A lo largo de la historia del futbol mexicano, nos hemos topado con la desfortuna de tener muy pocos jugadores colocados en las ligas de máximo roce internacional, me refiero a las Ligas Europeas. Pero, ¿por qué sucede esto? ¿Tan escasa es la buena materia prima en este país? La verdad, no es así. Lo que pasa es que estamos tan acostumbrados a tener un futbol de nombres, por lo que no nos extrañaría que quisiéramos una liga y una selección de nombres.
Con esto me refiero a equipos como Tigres, Chivas y América (Cruz Azul y Monterrey a veces se suman) quienes se empeñan a acabar con los llamados legionarios para complacer pésimas actuaciones y satisfacer a aficiones leales que buscan consuelo en jugadores que vienen con el título de salvadores, pero que quedan lejos de sentir realmente la camiseta.
Tenemos jugadores en Europa que pudieran vivir allá toda su vida con un sueldo decente y una forma de vida muy placentera (tomando en cuenta la cantidad de prestaciones y servicios que brindan los gobiernos europeos a sus residentes) pero que son tentados por el dinero y la ambición de volver a su tierra como héroes. Además, son pocos los jugadores que tienen el interés de “picar piedra” como el fallecido Antonio de Nigris.
Por mencionar ejemplos de jugadores que regresaron a fuerza de dinero están Kikín Fonseca, Omar Bravo y recientemente Ricardo Osorio, si bien los dos primeros tuvieron pésimas actuaciones con sus clubes ¿dónde quedó la ambición por triunfar en otro club? ¿en alguna otra liga? Claro está, el hecho de que ahí se involucran otra serie de eventos turbios como el manejo de promotores que ya han involucrado sus garras a niveles de la Selección Mexicana. De Ricardo Osorio me extraña totalmente, después de Rafael Márquez, es uno de los defensas más técnicos que existen en la actualidad de nuestro país pero sólo bastó un año de inactividad para querer regresar corriendo a casa.
Pero este cáncer de reciclar talentos también llegó a jugadores extranjeros, ahí está el caso de Vicente Sánchez y Aquivaldo Mosquera que rápidamente se dejaron seducir por los billetes americanistas.
¿Por qué México no mantiene a sus jugadores fuera de su liga?
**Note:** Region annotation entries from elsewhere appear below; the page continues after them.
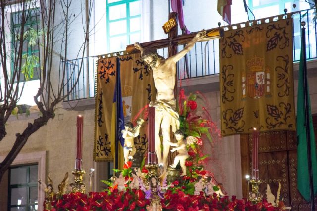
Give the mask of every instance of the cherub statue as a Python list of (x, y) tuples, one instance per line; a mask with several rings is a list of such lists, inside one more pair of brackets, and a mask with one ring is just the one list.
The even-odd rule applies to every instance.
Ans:
[(170, 151), (173, 152), (177, 150), (178, 155), (175, 157), (174, 163), (169, 166), (172, 168), (176, 168), (177, 164), (178, 164), (178, 162), (180, 162), (180, 166), (183, 171), (183, 173), (180, 176), (186, 176), (187, 168), (185, 165), (185, 162), (186, 161), (186, 159), (189, 157), (189, 155), (187, 152), (186, 141), (184, 140), (184, 133), (181, 130), (178, 130), (175, 132), (175, 137), (178, 141), (177, 143), (172, 143), (170, 141), (168, 141), (167, 143), (170, 146), (174, 147), (172, 148)]
[(118, 191), (121, 192), (124, 191), (125, 190), (125, 187), (124, 184), (125, 184), (125, 180), (123, 178), (122, 173), (120, 172), (118, 178), (116, 178), (115, 180), (113, 182), (113, 186), (118, 185)]
[[(174, 88), (176, 82), (176, 63), (193, 48), (195, 43), (206, 36), (206, 31), (198, 32), (178, 53), (166, 59), (159, 56), (155, 49), (143, 49), (136, 42), (134, 46), (140, 50), (143, 60), (153, 71), (154, 85), (157, 89), (155, 101), (150, 103), (150, 106), (155, 108), (155, 149), (158, 162), (160, 166), (167, 169), (167, 157), (169, 153), (170, 142), (170, 128), (173, 132), (179, 129), (179, 114), (176, 111), (176, 100)], [(163, 135), (163, 155), (161, 150), (159, 132)]]
[(216, 186), (216, 184), (213, 181), (213, 179), (211, 176), (207, 177), (207, 183), (206, 184), (206, 188), (205, 189), (205, 193), (206, 194), (206, 196), (213, 196), (213, 193), (215, 193), (213, 190), (213, 186)]
[(124, 138), (124, 146), (123, 146), (123, 154), (124, 155), (124, 162), (132, 160), (133, 155), (137, 151), (134, 145), (134, 138), (138, 136), (140, 133), (140, 128), (144, 120), (142, 118), (138, 119), (137, 125), (133, 127), (133, 125), (131, 122), (124, 124), (124, 129), (121, 132)]
[(273, 206), (276, 206), (275, 203), (275, 196), (272, 193), (271, 191), (271, 187), (269, 185), (267, 184), (267, 189), (266, 189), (266, 198), (267, 199), (267, 202), (272, 204)]
[(217, 196), (218, 196), (219, 197), (222, 197), (223, 196), (224, 196), (225, 194), (222, 193), (222, 189), (223, 189), (222, 184), (222, 183), (218, 184), (218, 185), (217, 185), (217, 187), (218, 187), (218, 188), (219, 188), (219, 189), (217, 191), (216, 191), (214, 192), (215, 193), (217, 194)]
[[(150, 189), (146, 190), (146, 196), (151, 198), (151, 204), (147, 206), (147, 210), (150, 211), (161, 211), (163, 210), (160, 199), (163, 198), (163, 194), (161, 191), (160, 182), (154, 176), (149, 179)], [(151, 197), (149, 197), (150, 194)]]
[(65, 194), (67, 191), (67, 188), (68, 184), (68, 172), (66, 172), (65, 174), (64, 179), (58, 185), (58, 192), (57, 192), (56, 195), (59, 198), (61, 198), (63, 195)]
[(203, 191), (204, 185), (203, 185), (203, 177), (201, 176), (197, 177), (198, 181), (195, 183), (195, 191), (194, 195), (200, 195), (200, 192)]
[(51, 210), (51, 205), (52, 201), (54, 199), (55, 197), (55, 194), (54, 192), (54, 188), (52, 185), (53, 182), (51, 178), (48, 176), (48, 181), (49, 183), (47, 185), (44, 183), (42, 183), (41, 179), (39, 180), (39, 184), (43, 185), (44, 187), (44, 202), (43, 204), (43, 207), (45, 210)]
[[(280, 182), (278, 182), (278, 189), (277, 190), (277, 194), (276, 195), (276, 197), (272, 193), (272, 191), (271, 191), (271, 187), (269, 186), (268, 184), (267, 184), (267, 189), (266, 189), (266, 199), (267, 200), (267, 202), (269, 203), (272, 204), (274, 207), (279, 207), (280, 203), (279, 201), (279, 196), (281, 194), (281, 185)], [(275, 202), (275, 198), (276, 199), (276, 201)]]
[(140, 185), (140, 182), (139, 182), (139, 178), (137, 176), (135, 173), (131, 173), (133, 180), (129, 184), (129, 187), (131, 189), (138, 189), (139, 186)]

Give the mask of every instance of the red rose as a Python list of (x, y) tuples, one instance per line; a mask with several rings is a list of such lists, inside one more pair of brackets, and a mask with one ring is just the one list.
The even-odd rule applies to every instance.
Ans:
[(185, 208), (181, 204), (178, 204), (176, 207), (176, 210), (177, 211), (185, 211)]
[(185, 90), (183, 88), (181, 89), (179, 92), (179, 99), (185, 100), (186, 99), (186, 96), (185, 96)]
[(185, 162), (185, 165), (187, 167), (191, 167), (193, 166), (193, 162), (190, 161), (186, 161)]
[(132, 161), (127, 161), (126, 162), (124, 162), (124, 164), (123, 164), (123, 169), (127, 169), (131, 168), (132, 166)]
[(194, 100), (190, 100), (188, 105), (191, 110), (195, 110), (197, 108), (197, 103)]
[(194, 157), (196, 155), (196, 154), (195, 153), (195, 152), (193, 152), (192, 151), (188, 151), (188, 155), (189, 155), (190, 157)]
[(143, 167), (143, 168), (142, 168), (142, 170), (141, 172), (142, 173), (149, 173), (149, 171), (144, 167)]
[(137, 204), (139, 207), (144, 207), (145, 205), (145, 200), (138, 200), (137, 201)]
[(201, 146), (203, 145), (203, 140), (199, 138), (196, 138), (197, 139), (197, 144), (198, 144), (199, 146)]
[(134, 208), (135, 208), (135, 202), (133, 202), (130, 205), (129, 208), (132, 211), (134, 210)]

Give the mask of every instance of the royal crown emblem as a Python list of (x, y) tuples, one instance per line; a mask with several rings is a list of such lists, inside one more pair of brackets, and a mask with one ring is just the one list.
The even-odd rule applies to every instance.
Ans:
[(247, 71), (242, 72), (242, 98), (247, 96), (254, 99), (269, 95), (269, 67), (264, 68), (264, 59), (255, 55), (247, 60)]

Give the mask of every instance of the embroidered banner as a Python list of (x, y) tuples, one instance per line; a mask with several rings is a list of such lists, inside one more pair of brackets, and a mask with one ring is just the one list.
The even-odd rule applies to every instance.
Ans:
[[(140, 53), (120, 56), (121, 93), (124, 122), (133, 122), (138, 112), (151, 101), (154, 95), (152, 72), (145, 65)], [(115, 84), (116, 58), (99, 59), (97, 64), (95, 108), (95, 161), (112, 161), (110, 132), (112, 100)], [(114, 120), (113, 120), (114, 121)], [(143, 124), (135, 138), (137, 152), (147, 148), (147, 124)]]
[(295, 130), (292, 19), (224, 32), (221, 134)]

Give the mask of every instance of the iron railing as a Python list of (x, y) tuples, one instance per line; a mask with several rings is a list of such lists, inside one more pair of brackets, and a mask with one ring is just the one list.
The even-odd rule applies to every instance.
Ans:
[[(307, 59), (317, 58), (317, 29), (314, 9), (303, 10), (293, 14), (294, 28), (293, 30), (293, 60), (298, 61), (301, 49), (301, 22), (306, 23), (306, 55)], [(183, 48), (183, 45), (178, 46), (178, 51)], [(167, 56), (167, 48), (158, 50), (158, 54), (164, 57)], [(82, 73), (79, 76), (79, 83), (75, 86), (67, 101), (79, 100), (94, 97), (95, 89), (96, 64), (98, 58), (89, 57), (83, 59), (67, 60), (66, 71), (71, 80), (65, 82), (66, 91), (69, 91), (74, 83), (78, 73), (80, 64), (83, 62)], [(187, 60), (187, 62), (186, 61)], [(198, 42), (177, 64), (178, 79), (186, 79), (217, 74), (219, 72), (219, 41), (213, 40)]]
[(64, 96), (69, 93), (65, 101), (95, 96), (95, 69), (98, 59), (91, 56), (64, 62), (66, 62), (66, 75), (63, 82)]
Por la escasez de trabajo en las fuerzas básicas o ¿quién me puede negar que el caso de Layún en Italia ya lo hacía meritorio de volver como un crack a México? Si queremos mejorar como futbol, debemos entender que cuando un jugador se va tiene que tener la oportunidad de recorrer otras ligas y picar piedra tanto sea necesario, después de todo un saldo bajo (para ellos) sigue siendo en millones de pesos mexicanos.